Robocallers: Many readers, especially seniors, want to know how to stop the incessant telemarketing calls. You have tried pressing 1 to remove your number from the call list. You put your number on the Do Not Call Registry, but to no avail. Your best option is to report the calls to the Federal Trade Commission (1-888-382-1222), although there is no guarantee that the calls will stop. If you have caller I.D., write the number down, and don’t answer those calls anymore. Don’t press 1 either. That’s just inviting more calls.

Contractors: Whistleblower received many complaints from homeowners who were scammed by contractors, licensed and unlicensed. Before hiring a contractor, check with the Minnesota Department of Labor and Industry (651-284-5005). You can search their enforcement actions to see if the contractor has been penalized in the past. You can also ensure the contractor you hire is licensed. If you hire a licensed contractor and he leaves your home in disarray, the state Contractor Recovery Fund may help homeowners recoup their money. But that recourse isn’t available if you hire an unlicensed contractor.

Cellphone complaints: Consumers are often baffled by their experience with major cellphone carriers, mostly over their bills. The Federal Communications Commission calls this “bill shock,” described as “a sudden and unexpected increase in monthly bills that is not caused by a change in service plans.” The commission says at least one in six mobile users have experienced this in the past. The commission recommends trying to settle the claims with the provider first, but if that’s unsuccessful, you can call the FCC’s Consumer Center (1-888-225-5322).

Senior scams: Those phone calls offering “free” medical alert systems are anything but. Some of our older readers want to know if these calls are legitimate. They also called about timeshare scams and other solicitations that seem (and are) too good to be true. Last year the federal government set up a tip line (1-855-303-9470) for seniors to report fraud.

Financial scams: The tips and stories about financial scams have ranged from credit repair companies to work-at-home schemes to mortgage offers. Depending on the scam, you can seek help from the Minnesota Department of Commerce (651-539-1500), Attorney General Lori Swanson’s office (651-296-3353) or your local police department.

As for me, I’m joining the Star Tribune’s Minneapolis team.

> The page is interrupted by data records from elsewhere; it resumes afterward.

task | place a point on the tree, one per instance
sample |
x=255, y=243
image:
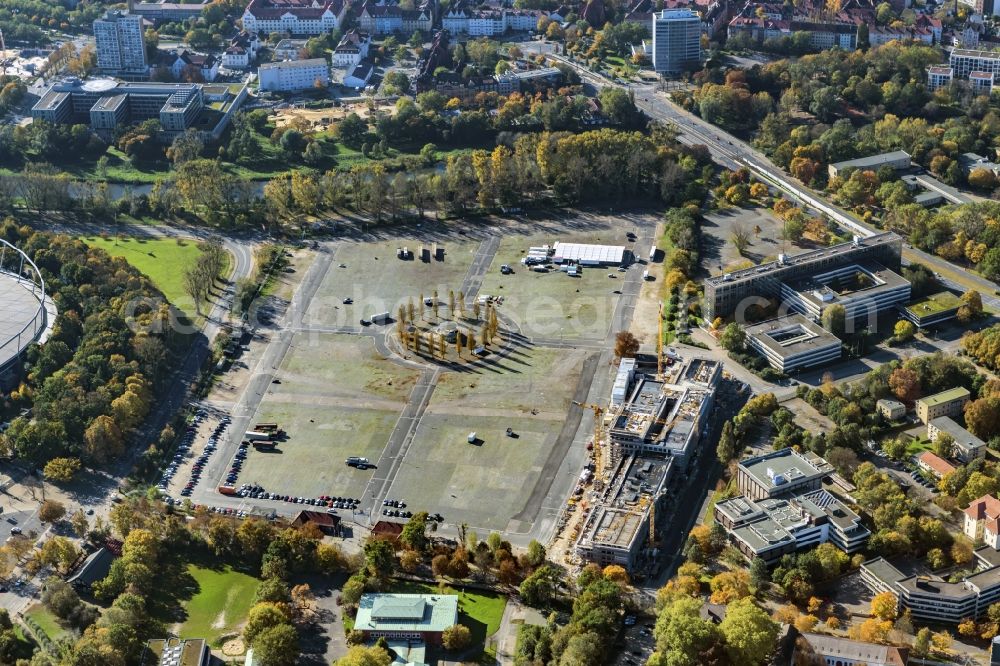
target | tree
x=972, y=306
x=626, y=345
x=456, y=637
x=732, y=338
x=62, y=469
x=885, y=606
x=751, y=636
x=277, y=646
x=51, y=511
x=904, y=330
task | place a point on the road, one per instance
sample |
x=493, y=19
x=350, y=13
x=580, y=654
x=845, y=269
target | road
x=733, y=153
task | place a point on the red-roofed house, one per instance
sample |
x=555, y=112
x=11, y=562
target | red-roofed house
x=982, y=520
x=297, y=17
x=934, y=464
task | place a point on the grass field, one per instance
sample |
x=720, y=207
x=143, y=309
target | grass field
x=554, y=304
x=380, y=285
x=219, y=606
x=162, y=260
x=46, y=621
x=486, y=484
x=337, y=398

Feel free to contact me at 612-673-4028 or amatos@startribune.com.

FTC: Immigrants misled by firm

A Baltimore couple and their company were ordered to pay back $616,000 to Spanish-speaking immigrants for immigration services that they were neither qualified nor authorized to provide, the Federal Trade Commission announced last week.

A federal judge in Maryland ordered Manuel Alban, his wife Lola Alban and Loma International Business Group to refund the money after they targeted immigrants from El Salvador and Honduras. They claimed they could help fill out citizenship applications, but the FTC noted more than 60 percent of the applications were denied.

According to the FTC, the Alban’s customers “suffered severely” for relying on their services. Several were deported and one was arrested and jailed for almost 11 months, the FTC said.